Admin · October 22, 2024, 9:02am

Yes, we think Easy Data Transform is excellent at converting data from one structure to another. But converting unstructured to structured is a much harder problem that requires a lot of domain knowledge.

PhilipBallerscheff · October 22, 2024, 9:23am

Hi Admin,
and again I thank you for your quick response. I really do appreciate your help.

Firstly, your description of the ways first names and last names are stored in my data is correct.

Sometimes names of the primary lead are written correctly, with the first name in Vorname and the last name in Nachname.

Sometimes they are written as “Last Name, First Name”.

The solution that I tried to make for this yesterday is as follows: If there is a comma in the Vorname field, split the text of the Vorname field into two separate columns.

If there is not a comma in the Vorname field (which would usually mean the name was entered into the right fields), just copy the text of the Vorname field into First Name and copy the text of the Nachname field into Last Name.

However, it appears that this is not really how IF statements work in EDT. I am explaining my attempt because there might be something in EDT that I can use to fix this at least partly.

Then there is the problem that my colleagues sometimes entered the name of a lead’s friend or family in the Nachname section.
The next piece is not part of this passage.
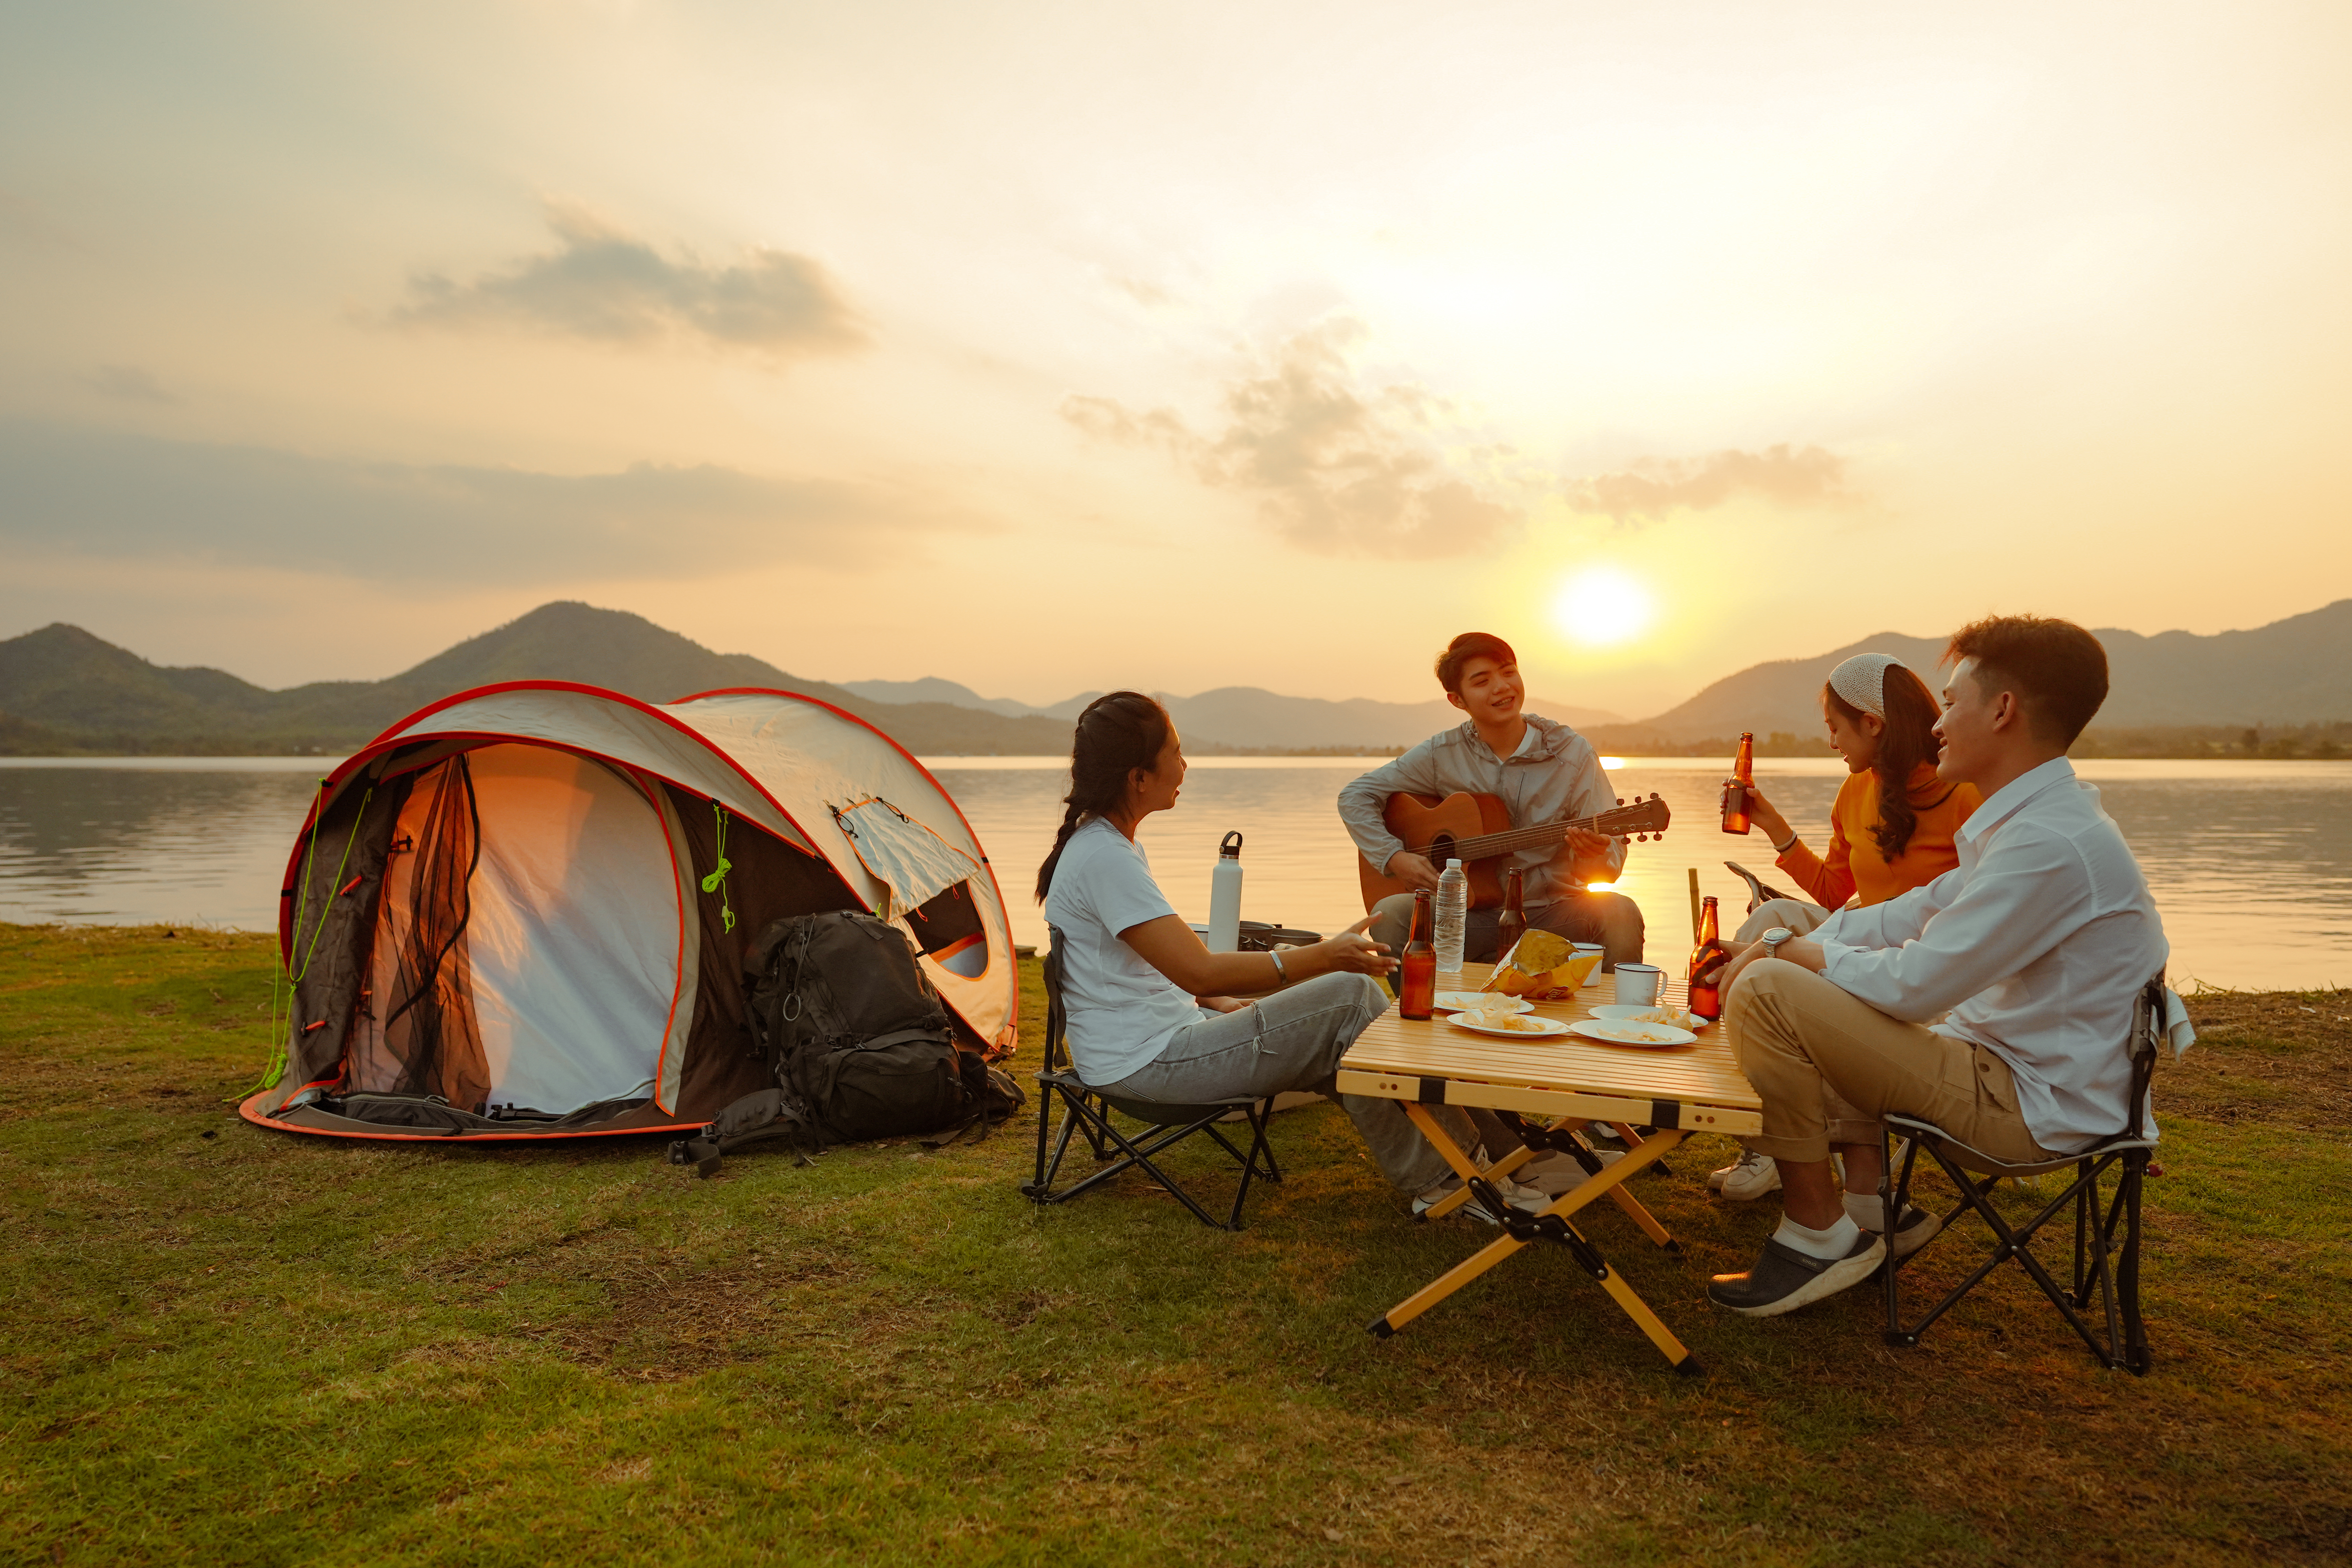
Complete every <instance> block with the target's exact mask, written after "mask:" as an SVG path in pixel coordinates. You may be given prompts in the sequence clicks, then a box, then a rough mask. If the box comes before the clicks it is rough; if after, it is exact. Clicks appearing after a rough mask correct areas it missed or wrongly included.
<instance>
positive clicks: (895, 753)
mask: <svg viewBox="0 0 2352 1568" xmlns="http://www.w3.org/2000/svg"><path fill="white" fill-rule="evenodd" d="M816 910H868V912H873V914H877V917H882V919H887V922H898V924H901V926H903V929H906V931H908V936H910V940H913V943H915V947H917V950H920V954H922V969H924V973H927V976H929V980H931V985H936V987H938V994H941V999H943V1001H946V1004H948V1009H950V1013H953V1018H955V1020H957V1023H960V1034H962V1037H964V1044H967V1046H971V1048H976V1051H997V1048H1009V1046H1011V1039H1014V1009H1016V999H1018V983H1016V976H1014V950H1011V931H1009V926H1007V919H1004V898H1002V893H1000V891H997V882H995V872H993V870H990V867H988V856H985V851H983V849H981V842H978V837H976V835H974V832H971V825H969V823H967V820H964V813H962V811H957V806H955V802H953V799H950V797H948V792H946V790H943V788H941V785H938V780H936V778H931V773H929V771H927V769H924V766H922V764H920V762H915V759H913V757H910V755H908V752H906V750H903V748H901V745H898V743H894V741H891V738H889V736H884V733H882V731H877V729H873V726H870V724H866V722H863V719H856V717H851V715H847V712H842V710H837V708H833V705H828V703H818V701H816V698H807V696H797V693H790V691H750V689H746V691H706V693H701V696H689V698H682V701H677V703H661V705H654V703H640V701H635V698H628V696H621V693H616V691H602V689H597V686H579V684H569V682H510V684H499V686H480V689H475V691H463V693H459V696H452V698H445V701H440V703H433V705H430V708H426V710H423V712H416V715H412V717H407V719H402V722H400V724H395V726H393V729H388V731H383V733H381V736H376V738H374V741H372V743H367V745H365V748H362V750H360V752H358V755H353V757H350V759H348V762H343V766H339V769H336V771H334V773H332V776H329V778H325V780H322V785H320V795H318V802H315V804H313V809H310V818H308V820H306V823H303V832H301V837H299V839H296V844H294V858H292V863H289V865H287V879H285V889H282V898H280V922H278V936H280V950H282V954H285V964H287V973H289V976H292V978H294V1001H292V1020H289V1025H287V1034H285V1056H287V1060H285V1070H282V1072H280V1074H278V1077H275V1079H273V1081H270V1086H268V1088H263V1091H261V1093H254V1095H249V1098H247V1100H245V1105H242V1114H245V1117H247V1121H256V1124H263V1126H278V1128H287V1131H301V1133H325V1135H343V1138H548V1135H600V1133H649V1131H666V1128H694V1126H701V1124H706V1121H710V1117H715V1114H717V1112H720V1110H722V1107H727V1105H729V1103H731V1100H736V1098H739V1095H743V1093H750V1091H755V1088H767V1086H771V1079H769V1070H767V1065H764V1063H762V1060H760V1058H757V1056H755V1044H753V1032H750V1023H748V1018H746V1001H743V954H746V952H748V950H750V945H753V940H755V938H757V933H760V931H762V926H767V924H769V922H774V919H779V917H783V914H807V912H816Z"/></svg>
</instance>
The solution that I tried to make for this yesterday is as follows: If there is a comma in the Nachname field, split the text of the Nachname field into two separate columns.

If there is not a comma in the Nachname field (which would usually mean the name was entered into the right fields of Weitere Personen), just copy the text of the Vorname field into First Name and copy the text of the Nachname field into Last Name.

Is there some function in EDT that would allow me to make the Col Split conditional?

I have looked through the EDT documentation on the website, but I did not find a function for that.

Lastly, you are right about the data being inconsistent and the data being in your words terrible. If this is unstructured data, what domain knowledge would I need to fix it? For context, I previously tried to set up conditional formulas in Excel and Google Sheets to fix this, but this did not work. What tools would I need to do this?

I have replicated Olaf’s solution too. I will be replying to him in this forum in a separate post so this post is not too long.

Thank you for your help and your quick responses. It is very much appreciated. I will continue trying.

Admin · October 22, 2024, 9:56am

No. But you could use 2 Filter transforms to split the dataset into 2 datasets depending on whether there is a comma in the column. Then process those 2 datasets separately. Then Stack them afterwards. That seems more complicated than the examples given though.

Possibly you could input a table of the most common first and last names and use this with a Lookup to try to sort out the name order. It isn’t going to be 100% reliable, though.

PhilipBallerscheff · October 29, 2024, 8:43am

Ok, as an update and a resolution to this thread, I solved this problem by using OpenRefine to continue working on it.